According to Dr Ung Eng Khean, a psychiatrist in private practice at Adam Road Medical Centre, Nagaenthran suffered from “an abnormality of mind at the time of his arrest, namely: Severe Alcohol Use Disorder, Severe Attention Deficit Hyperactivity Disorder (ADHD), Combined Type and Borderline Intellectual Functioning/Mild Intellectual Disability”. However, Dr Ung’s evidence was rejected by the judge.
Three of the State’s experts were of the opinion that Nagaenthran does not suffer from an intellectual disability, but they did agree that he has borderline intellectual functioning. He was found to have an IQ score of 69, mild ADHD of the inattentive type, and also that his executive functioning skills (including verbal fluency, set-shifting, abstract reasoning, strategy formation, and problem solving) were impaired. This evidence was accepted by the Court.

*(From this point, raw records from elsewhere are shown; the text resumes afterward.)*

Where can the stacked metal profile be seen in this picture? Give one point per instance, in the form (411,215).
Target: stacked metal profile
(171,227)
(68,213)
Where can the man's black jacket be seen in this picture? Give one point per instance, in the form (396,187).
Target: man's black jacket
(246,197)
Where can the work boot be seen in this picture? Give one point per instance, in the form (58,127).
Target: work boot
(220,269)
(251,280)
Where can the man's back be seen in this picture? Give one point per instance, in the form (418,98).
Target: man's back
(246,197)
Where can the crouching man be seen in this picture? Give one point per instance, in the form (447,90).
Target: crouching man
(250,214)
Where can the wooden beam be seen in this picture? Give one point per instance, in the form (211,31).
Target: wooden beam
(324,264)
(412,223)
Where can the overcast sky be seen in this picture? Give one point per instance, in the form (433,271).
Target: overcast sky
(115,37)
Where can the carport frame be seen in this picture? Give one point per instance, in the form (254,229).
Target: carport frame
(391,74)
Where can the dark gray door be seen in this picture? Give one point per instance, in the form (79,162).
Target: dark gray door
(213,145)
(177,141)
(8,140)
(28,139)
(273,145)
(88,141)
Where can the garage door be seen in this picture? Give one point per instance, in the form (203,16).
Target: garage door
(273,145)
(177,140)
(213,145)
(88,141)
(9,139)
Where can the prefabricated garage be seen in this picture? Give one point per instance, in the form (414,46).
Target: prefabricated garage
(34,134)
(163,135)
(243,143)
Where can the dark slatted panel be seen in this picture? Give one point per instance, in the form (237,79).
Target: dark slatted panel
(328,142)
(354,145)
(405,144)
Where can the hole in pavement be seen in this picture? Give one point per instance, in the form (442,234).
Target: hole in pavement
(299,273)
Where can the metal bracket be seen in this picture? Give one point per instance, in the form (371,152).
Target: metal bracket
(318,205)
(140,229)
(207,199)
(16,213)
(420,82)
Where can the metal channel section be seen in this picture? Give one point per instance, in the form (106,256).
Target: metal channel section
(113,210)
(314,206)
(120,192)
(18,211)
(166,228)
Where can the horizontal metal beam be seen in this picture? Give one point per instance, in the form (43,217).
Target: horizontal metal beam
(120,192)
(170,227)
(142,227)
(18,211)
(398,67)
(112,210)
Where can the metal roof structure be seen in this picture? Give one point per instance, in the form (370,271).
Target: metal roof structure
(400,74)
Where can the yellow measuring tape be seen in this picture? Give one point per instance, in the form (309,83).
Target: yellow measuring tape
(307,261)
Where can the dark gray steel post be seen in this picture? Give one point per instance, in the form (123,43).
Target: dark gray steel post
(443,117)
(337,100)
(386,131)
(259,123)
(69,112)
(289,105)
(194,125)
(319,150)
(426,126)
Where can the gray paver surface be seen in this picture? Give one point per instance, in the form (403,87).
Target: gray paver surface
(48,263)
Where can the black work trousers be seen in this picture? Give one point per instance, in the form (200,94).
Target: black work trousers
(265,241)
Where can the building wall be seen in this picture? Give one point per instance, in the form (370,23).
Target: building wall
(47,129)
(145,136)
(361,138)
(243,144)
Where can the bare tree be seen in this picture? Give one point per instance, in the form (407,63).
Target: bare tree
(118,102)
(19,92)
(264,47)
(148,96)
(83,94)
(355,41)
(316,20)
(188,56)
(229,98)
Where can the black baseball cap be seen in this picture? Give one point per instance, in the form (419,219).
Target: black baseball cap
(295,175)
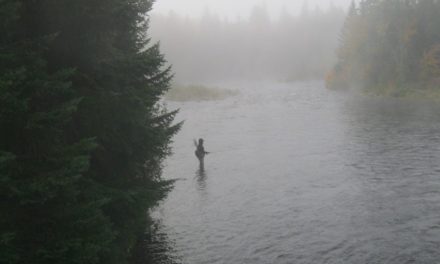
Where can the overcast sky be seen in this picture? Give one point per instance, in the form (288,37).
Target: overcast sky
(238,8)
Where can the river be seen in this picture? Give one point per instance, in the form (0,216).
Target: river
(301,174)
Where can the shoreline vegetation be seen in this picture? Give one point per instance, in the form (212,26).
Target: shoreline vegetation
(391,49)
(198,92)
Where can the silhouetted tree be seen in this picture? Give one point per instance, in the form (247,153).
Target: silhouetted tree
(82,135)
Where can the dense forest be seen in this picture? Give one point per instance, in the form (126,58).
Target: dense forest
(82,133)
(390,47)
(285,48)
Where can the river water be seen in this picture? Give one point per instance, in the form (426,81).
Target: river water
(301,174)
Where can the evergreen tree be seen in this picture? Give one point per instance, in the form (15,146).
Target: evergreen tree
(82,132)
(396,47)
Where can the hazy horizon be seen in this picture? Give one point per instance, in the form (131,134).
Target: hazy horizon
(231,9)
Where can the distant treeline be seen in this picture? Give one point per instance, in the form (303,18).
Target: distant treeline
(390,47)
(82,135)
(289,48)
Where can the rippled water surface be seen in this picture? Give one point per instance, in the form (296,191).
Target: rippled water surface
(300,174)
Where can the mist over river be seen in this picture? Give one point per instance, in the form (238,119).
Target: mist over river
(301,174)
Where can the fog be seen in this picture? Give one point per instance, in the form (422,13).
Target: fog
(285,47)
(234,9)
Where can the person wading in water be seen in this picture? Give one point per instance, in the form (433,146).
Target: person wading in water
(200,152)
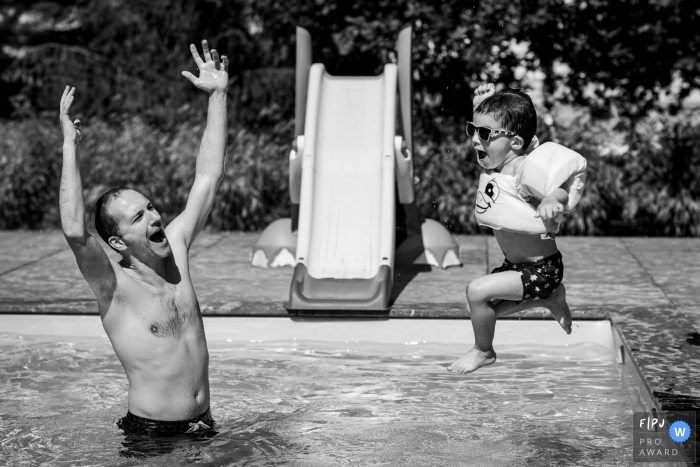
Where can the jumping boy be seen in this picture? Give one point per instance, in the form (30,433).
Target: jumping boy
(503,128)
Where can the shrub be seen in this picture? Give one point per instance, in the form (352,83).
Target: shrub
(647,187)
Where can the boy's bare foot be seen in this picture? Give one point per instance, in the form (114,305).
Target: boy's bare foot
(556,304)
(473,360)
(481,93)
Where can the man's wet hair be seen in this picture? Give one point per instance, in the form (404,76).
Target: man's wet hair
(513,109)
(107,225)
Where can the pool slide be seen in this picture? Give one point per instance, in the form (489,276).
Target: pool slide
(351,178)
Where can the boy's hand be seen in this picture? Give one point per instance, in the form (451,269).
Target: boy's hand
(213,74)
(71,129)
(481,93)
(549,209)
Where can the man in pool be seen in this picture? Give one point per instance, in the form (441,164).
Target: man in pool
(146,300)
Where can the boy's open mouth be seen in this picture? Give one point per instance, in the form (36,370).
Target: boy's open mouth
(158,236)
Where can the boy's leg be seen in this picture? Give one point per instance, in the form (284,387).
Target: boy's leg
(498,286)
(555,303)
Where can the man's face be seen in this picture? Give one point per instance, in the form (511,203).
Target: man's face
(140,225)
(493,152)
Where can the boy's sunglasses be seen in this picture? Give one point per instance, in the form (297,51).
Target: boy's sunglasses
(484,133)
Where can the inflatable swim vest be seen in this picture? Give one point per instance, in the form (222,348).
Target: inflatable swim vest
(501,202)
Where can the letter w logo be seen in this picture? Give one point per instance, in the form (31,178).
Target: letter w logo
(680,432)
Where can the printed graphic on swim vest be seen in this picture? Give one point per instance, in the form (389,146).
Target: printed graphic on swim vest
(664,437)
(488,198)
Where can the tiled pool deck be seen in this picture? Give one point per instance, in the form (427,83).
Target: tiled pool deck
(650,287)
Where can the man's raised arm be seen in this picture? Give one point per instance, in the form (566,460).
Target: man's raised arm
(213,78)
(92,260)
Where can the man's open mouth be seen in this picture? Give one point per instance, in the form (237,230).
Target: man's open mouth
(158,236)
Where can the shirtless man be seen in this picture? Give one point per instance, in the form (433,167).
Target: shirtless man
(146,300)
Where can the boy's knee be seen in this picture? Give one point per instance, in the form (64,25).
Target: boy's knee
(476,292)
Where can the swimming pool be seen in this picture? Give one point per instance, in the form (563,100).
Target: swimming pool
(312,393)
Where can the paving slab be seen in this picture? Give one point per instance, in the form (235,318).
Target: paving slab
(675,269)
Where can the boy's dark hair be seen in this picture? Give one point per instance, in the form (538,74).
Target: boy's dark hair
(107,225)
(513,108)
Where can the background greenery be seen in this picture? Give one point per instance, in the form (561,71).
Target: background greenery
(616,74)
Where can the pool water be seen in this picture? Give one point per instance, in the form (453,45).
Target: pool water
(312,403)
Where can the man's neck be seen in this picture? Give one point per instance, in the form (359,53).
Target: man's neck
(144,269)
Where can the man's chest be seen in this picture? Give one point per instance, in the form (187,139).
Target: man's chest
(165,310)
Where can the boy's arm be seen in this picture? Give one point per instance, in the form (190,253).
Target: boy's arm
(209,170)
(92,260)
(553,205)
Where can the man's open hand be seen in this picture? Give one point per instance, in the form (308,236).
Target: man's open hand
(71,129)
(213,74)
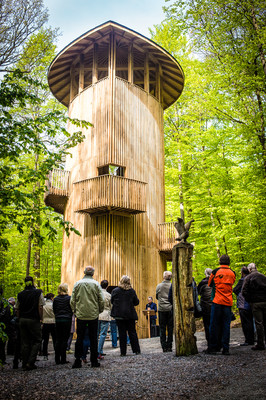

However, the Court was of the opinion that his borderline intellectual functioning and impairments were insufficient to conclude that Nagaenthran had suffered from abnormality of the mind for the purposes of the Misuse of Drugs Act.
Nagaenthran was also not issued a Certificate of Substantive Assistance by the prosecutor. He sought leave from the court to launch a judicial review of this decision, but leave was refused in May 2018.